# byte-array-ops
**Notice**
Minimal functional milestones have been reached. No further features planned due to lack of priority. Security patches will be provided when needed for all versions
* [byte-array-ops](#byte-array-ops)
* [Overview](#overview)
* [Features](#features)
* [Installation](#installation)
* [Quick Start](#quick-start)
* [Basic Example](#basic-example)
* [`no_std` Support](#no_std-support)
* [Roadmap](#roadmap)
* [v0.1.0 (Old Milestone)](#v010-old-milestone)
* [v0.2.0 (Released)](#v020-released)
* [v0.3.0 (Released)](#v030-released)
* [v0.4.0 (Released – Current)](#v040-released--current)
* [Security Model](#security-model)
* [License](#license)
## Overview
A `no_std`-compatible Rust library for secure-by-default byte array operations.
**Design Philosophy**:
- **Security by default** - Essential protections (memory zeroization, constant-time utilities) are always compiled in.

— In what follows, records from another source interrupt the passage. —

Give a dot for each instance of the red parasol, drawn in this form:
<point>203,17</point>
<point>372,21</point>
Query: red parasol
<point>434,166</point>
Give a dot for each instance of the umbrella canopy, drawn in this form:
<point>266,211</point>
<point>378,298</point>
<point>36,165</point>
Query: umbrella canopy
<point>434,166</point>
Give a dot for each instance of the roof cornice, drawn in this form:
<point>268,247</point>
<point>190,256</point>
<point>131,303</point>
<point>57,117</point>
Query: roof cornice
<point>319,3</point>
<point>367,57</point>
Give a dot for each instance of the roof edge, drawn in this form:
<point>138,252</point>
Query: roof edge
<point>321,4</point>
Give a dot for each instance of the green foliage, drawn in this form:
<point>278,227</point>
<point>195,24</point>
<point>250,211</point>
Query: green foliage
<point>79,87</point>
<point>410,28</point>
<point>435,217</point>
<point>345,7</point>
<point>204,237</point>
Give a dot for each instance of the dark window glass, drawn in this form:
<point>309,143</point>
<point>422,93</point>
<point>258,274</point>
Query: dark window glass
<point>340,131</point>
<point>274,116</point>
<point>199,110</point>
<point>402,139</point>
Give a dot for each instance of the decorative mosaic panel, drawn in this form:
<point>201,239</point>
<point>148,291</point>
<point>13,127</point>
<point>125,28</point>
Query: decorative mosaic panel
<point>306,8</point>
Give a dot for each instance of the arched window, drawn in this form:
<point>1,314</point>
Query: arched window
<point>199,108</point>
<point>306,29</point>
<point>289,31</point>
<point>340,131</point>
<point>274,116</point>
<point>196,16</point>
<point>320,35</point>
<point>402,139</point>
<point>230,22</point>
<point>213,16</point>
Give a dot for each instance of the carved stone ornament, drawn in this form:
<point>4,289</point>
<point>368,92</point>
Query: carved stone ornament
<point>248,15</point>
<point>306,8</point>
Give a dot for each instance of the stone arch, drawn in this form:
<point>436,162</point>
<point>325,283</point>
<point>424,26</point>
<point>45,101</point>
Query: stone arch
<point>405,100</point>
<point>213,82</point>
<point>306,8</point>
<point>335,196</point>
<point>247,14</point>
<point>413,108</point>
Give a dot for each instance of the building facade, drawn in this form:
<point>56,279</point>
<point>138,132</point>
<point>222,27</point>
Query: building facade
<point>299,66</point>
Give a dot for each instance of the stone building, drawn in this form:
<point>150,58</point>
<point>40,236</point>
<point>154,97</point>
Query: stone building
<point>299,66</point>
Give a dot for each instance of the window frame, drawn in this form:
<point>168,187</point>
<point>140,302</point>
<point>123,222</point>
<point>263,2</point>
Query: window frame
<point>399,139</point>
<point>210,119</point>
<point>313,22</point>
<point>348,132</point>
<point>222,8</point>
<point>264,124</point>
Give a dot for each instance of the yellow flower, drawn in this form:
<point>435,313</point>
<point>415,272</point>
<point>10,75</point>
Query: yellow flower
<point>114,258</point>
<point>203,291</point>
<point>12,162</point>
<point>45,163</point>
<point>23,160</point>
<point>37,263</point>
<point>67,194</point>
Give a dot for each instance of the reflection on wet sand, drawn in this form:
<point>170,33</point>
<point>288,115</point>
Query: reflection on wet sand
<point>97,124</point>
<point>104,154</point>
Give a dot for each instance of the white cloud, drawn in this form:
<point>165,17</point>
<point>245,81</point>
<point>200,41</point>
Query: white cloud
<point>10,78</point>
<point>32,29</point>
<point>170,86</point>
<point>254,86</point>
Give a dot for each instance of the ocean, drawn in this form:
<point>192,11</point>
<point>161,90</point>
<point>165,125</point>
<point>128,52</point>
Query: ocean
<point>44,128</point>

No opt-in needed for safety when handling cryptographic material.
- **Minimal dependencies** - Only what's necessary for security and functionality. Fast compilation, small binary footprint (zeroize + subtle add ~10KB).

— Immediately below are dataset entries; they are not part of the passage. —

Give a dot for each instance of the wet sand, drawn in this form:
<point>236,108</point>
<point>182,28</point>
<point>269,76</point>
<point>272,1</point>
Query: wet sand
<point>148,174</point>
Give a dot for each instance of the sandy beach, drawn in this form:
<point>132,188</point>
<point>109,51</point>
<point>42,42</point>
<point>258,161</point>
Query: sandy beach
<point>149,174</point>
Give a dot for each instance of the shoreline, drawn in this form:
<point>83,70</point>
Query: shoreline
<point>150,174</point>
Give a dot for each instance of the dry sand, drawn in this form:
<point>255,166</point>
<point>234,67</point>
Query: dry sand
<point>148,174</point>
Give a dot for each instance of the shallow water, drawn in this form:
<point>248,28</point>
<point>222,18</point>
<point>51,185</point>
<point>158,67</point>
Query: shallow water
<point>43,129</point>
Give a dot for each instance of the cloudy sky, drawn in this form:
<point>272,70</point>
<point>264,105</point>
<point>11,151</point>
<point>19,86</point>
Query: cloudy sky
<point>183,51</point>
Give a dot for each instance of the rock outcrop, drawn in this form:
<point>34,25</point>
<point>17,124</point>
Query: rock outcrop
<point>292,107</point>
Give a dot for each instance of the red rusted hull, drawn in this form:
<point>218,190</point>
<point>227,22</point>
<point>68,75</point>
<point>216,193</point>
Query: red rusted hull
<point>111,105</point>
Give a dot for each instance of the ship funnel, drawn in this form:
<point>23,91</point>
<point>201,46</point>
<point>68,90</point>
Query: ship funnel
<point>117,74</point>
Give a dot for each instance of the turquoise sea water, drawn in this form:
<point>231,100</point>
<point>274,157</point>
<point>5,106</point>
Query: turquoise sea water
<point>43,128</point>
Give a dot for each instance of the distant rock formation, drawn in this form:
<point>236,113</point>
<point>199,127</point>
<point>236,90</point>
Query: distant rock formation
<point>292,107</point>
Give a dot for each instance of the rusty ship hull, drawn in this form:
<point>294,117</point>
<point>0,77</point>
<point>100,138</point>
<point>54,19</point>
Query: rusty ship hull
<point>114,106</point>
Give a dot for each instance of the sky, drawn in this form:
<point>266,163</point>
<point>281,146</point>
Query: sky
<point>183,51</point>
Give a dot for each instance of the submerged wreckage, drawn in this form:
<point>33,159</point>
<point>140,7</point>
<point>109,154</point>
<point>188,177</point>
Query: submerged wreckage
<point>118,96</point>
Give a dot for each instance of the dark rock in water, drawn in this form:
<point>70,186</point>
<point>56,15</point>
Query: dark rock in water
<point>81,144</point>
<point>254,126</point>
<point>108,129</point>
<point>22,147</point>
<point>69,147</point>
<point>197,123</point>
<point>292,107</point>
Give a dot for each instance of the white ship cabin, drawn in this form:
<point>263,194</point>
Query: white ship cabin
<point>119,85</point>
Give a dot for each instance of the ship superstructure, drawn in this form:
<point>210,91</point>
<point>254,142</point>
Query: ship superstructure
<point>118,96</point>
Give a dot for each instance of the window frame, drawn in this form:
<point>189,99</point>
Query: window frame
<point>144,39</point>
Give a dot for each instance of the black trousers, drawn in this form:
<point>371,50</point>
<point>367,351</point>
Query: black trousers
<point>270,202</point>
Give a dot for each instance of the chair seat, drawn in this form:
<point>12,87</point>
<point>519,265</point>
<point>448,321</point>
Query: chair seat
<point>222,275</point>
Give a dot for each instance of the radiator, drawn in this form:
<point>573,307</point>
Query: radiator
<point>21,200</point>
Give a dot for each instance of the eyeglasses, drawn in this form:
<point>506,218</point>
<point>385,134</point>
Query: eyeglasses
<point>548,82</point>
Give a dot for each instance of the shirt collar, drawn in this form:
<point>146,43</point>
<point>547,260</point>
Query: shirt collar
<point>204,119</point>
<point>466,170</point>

- **Test-driven development** - Comprehensive test coverage for all features. Experimental features are gated behind the `experimental` flag (disabled by default).
## Features
**Security Features (Always Enabled)**:
- **Memory zeroization** (`zeroize`) - Automatic cleanup on drop
- **Constant-time utilities** (`subtle`) - Timing attack resistance for equality and bitwise operations
**Note on Feature Selection:**
- **Core functionality**: Type conversions and bitwise operations work out of the box
- **Security**: Memory zeroization and constant-time utilities always enabled (not opt-in)
## Installation
```toml
[dependencies]
byte-array-ops = "0.4"
```
## Quick Start
See the [API documentation](https://docs.rs/byte-array-ops) for comprehensive examples including:
- Creating ByteArrays from hex, binary, UTF-8, and raw bytes
- Bitwise operations (XOR, AND, OR, NOT)
- Working with iterators
- Convenience macros (`try_bytes!`, `try_hex!`, `try_bin!`)

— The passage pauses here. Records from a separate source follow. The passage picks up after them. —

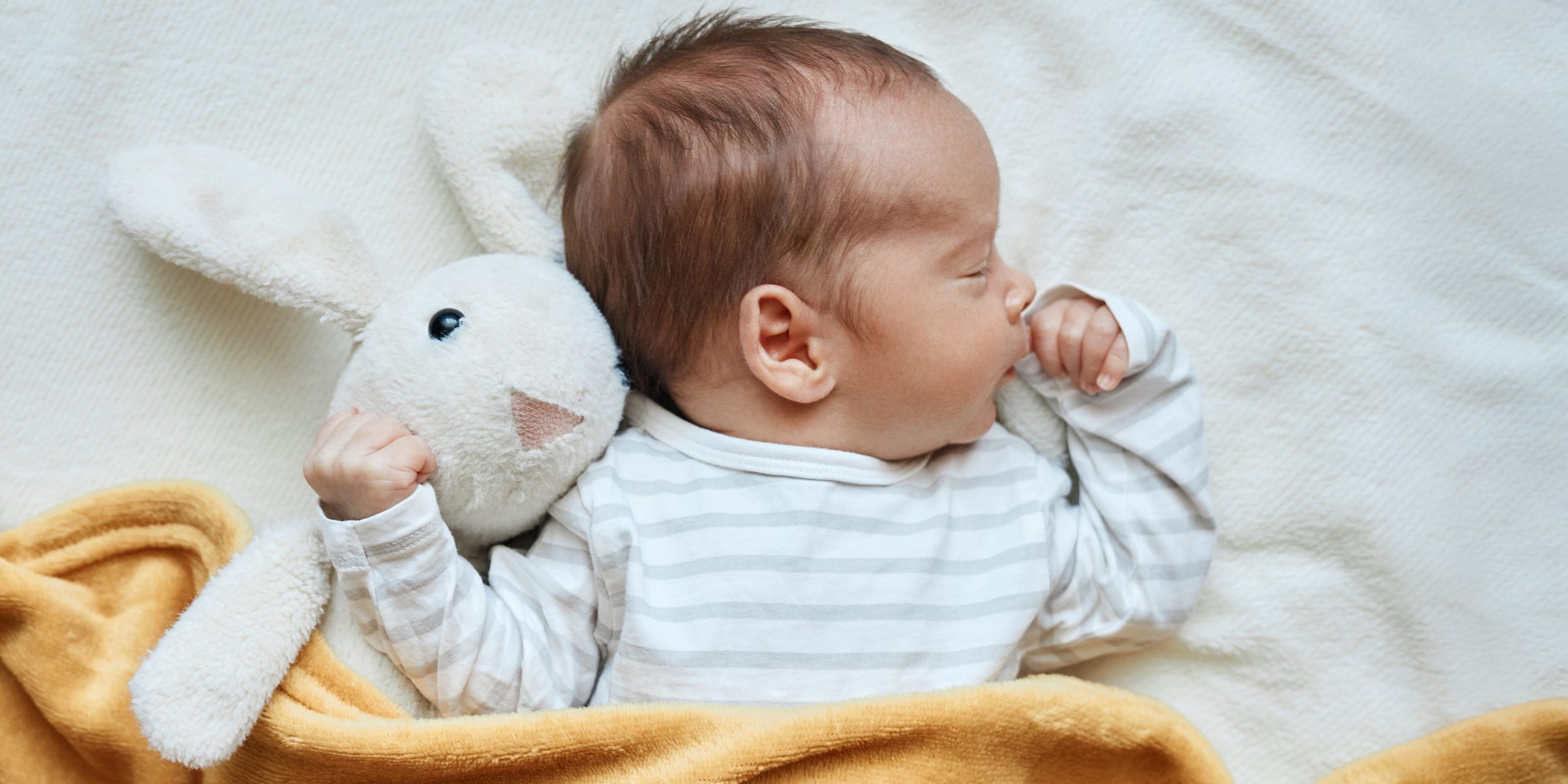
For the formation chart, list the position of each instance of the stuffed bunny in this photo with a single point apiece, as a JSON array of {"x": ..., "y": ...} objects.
[{"x": 502, "y": 363}]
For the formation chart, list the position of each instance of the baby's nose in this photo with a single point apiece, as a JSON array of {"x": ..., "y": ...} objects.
[{"x": 1020, "y": 295}]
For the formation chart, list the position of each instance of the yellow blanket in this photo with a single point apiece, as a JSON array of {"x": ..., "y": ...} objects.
[{"x": 87, "y": 589}]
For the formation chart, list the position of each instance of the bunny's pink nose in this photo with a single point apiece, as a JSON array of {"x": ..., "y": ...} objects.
[{"x": 540, "y": 422}]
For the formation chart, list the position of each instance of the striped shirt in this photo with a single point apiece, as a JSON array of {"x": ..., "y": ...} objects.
[{"x": 695, "y": 566}]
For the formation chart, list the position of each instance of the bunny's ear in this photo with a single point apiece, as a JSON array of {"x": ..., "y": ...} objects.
[
  {"x": 499, "y": 120},
  {"x": 236, "y": 221}
]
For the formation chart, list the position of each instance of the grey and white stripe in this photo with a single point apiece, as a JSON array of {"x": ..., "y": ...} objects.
[{"x": 694, "y": 566}]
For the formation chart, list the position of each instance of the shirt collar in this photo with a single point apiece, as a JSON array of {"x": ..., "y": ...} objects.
[{"x": 761, "y": 457}]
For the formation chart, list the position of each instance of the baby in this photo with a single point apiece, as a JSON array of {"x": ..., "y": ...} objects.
[{"x": 791, "y": 233}]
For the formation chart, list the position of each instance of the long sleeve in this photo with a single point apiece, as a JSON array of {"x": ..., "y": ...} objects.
[
  {"x": 1130, "y": 557},
  {"x": 524, "y": 642}
]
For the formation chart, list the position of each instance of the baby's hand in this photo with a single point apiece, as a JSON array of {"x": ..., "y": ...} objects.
[
  {"x": 1081, "y": 339},
  {"x": 363, "y": 465}
]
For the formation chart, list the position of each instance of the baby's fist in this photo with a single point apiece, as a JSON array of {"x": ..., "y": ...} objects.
[
  {"x": 363, "y": 465},
  {"x": 1081, "y": 341}
]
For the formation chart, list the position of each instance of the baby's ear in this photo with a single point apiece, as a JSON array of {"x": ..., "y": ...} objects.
[
  {"x": 499, "y": 120},
  {"x": 236, "y": 221}
]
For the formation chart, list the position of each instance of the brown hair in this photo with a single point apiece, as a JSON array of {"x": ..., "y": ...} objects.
[{"x": 702, "y": 178}]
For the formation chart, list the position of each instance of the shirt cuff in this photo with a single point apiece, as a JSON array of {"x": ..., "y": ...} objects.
[{"x": 378, "y": 537}]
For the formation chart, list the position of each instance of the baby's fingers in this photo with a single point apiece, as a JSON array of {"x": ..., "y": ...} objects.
[
  {"x": 1100, "y": 333},
  {"x": 410, "y": 457},
  {"x": 1043, "y": 335},
  {"x": 1115, "y": 366}
]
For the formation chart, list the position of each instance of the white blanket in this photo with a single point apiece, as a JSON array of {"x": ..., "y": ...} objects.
[{"x": 1355, "y": 216}]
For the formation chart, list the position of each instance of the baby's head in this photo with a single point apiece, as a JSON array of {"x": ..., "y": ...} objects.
[{"x": 789, "y": 229}]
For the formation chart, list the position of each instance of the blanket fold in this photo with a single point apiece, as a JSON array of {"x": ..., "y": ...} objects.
[{"x": 87, "y": 589}]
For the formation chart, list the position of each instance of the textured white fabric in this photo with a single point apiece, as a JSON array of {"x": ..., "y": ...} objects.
[
  {"x": 1354, "y": 214},
  {"x": 695, "y": 566}
]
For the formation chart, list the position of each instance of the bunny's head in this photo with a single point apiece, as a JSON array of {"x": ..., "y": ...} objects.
[{"x": 502, "y": 363}]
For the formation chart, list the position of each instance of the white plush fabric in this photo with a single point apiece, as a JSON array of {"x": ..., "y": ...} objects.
[
  {"x": 1355, "y": 216},
  {"x": 201, "y": 689}
]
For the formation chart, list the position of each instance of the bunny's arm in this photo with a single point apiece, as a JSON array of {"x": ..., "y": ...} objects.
[
  {"x": 524, "y": 642},
  {"x": 201, "y": 689}
]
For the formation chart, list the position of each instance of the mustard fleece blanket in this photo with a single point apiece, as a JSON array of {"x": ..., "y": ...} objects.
[{"x": 87, "y": 589}]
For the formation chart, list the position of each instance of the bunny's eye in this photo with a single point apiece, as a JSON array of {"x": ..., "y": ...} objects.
[{"x": 444, "y": 322}]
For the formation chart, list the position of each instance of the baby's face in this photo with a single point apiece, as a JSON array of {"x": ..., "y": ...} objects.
[{"x": 943, "y": 311}]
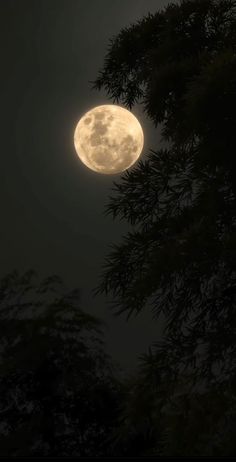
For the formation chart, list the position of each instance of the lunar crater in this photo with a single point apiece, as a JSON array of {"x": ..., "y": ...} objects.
[{"x": 108, "y": 139}]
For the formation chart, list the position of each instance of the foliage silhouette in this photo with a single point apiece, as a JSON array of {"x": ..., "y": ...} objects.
[
  {"x": 58, "y": 392},
  {"x": 179, "y": 258}
]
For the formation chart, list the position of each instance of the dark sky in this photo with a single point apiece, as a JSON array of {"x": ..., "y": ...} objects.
[{"x": 51, "y": 205}]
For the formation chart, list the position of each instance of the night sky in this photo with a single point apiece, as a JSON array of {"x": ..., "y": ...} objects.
[{"x": 52, "y": 206}]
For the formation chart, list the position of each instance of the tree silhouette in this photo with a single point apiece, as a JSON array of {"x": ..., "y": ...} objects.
[
  {"x": 179, "y": 257},
  {"x": 58, "y": 393}
]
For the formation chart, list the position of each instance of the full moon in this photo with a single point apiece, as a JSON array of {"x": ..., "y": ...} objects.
[{"x": 108, "y": 139}]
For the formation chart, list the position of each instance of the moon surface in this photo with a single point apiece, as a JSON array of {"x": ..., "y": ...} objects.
[{"x": 108, "y": 139}]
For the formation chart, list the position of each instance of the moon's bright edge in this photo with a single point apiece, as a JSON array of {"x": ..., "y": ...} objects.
[{"x": 108, "y": 139}]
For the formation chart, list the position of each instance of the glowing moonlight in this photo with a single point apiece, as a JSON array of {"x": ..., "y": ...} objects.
[{"x": 108, "y": 139}]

**CAVEAT**: The `try_bytes!` macro silently converts to UTF-8 when no format prefix (`0x`, `0b`, `0o`) is provided. Use `try_hex!` or `try_bin!` for guaranteed hex/binary parsing without format detection.
### Basic Example
```rust
use byte_array_ops::ByteArray;
use byte_array_ops::errors::ByteArrayError;
use byte_array_ops::{try_hex, try_bin};
fn main() -> Result<(),ByteArrayError> {
// From hex string (using parse)
let from_hex: ByteArray = "0xdeadbeef".parse()?;
assert_eq!(from_hex.as_bytes(), [0xde, 0xad, 0xbe, 0xef]);
// Using macros for convenience
let with_macro = try_hex!("cafe")?;
assert_eq!(with_macro.as_bytes(), [0xca, 0xfe]);
let binary = try_bin!("11110000")?;
assert_eq!(binary.as_bytes(), [0xf0]);
// From UTF-8 string (no prefix)
let from_utf8: ByteArray = "hello".parse()?;
assert_eq!(from_utf8.as_bytes(), b"hello");
// Bitwise operations
let a: ByteArray = "0xff00".parse()?;
let b: ByteArray = "0x0ff0".parse()?;
let result = a ^ b; // XOR
assert_eq!(result.as_bytes(), [0xf0, 0xf0]);
// Range indexing
let slice = &from_hex[1..3]; // bytes 1-2: [0xad, 0xbe]
let tail = &from_hex[2..]; // from index 2 to end
Ok(())
}
```
## `no_std` Support
This library is `no_std` compatible and requires only the `alloc` crate. Perfect for:
- Embedded systems with allocators (ESP32, ARM Cortex-M with heap)
- Bootloaders and kernel development
- WebAssembly environments
- Any environment where `std` is unavailable
## Roadmap
> **Maintenance Mode:** This project has reached its minimal functional milestones and is now in maintenance mode. Security patches will be provided as needed. No new features are planned.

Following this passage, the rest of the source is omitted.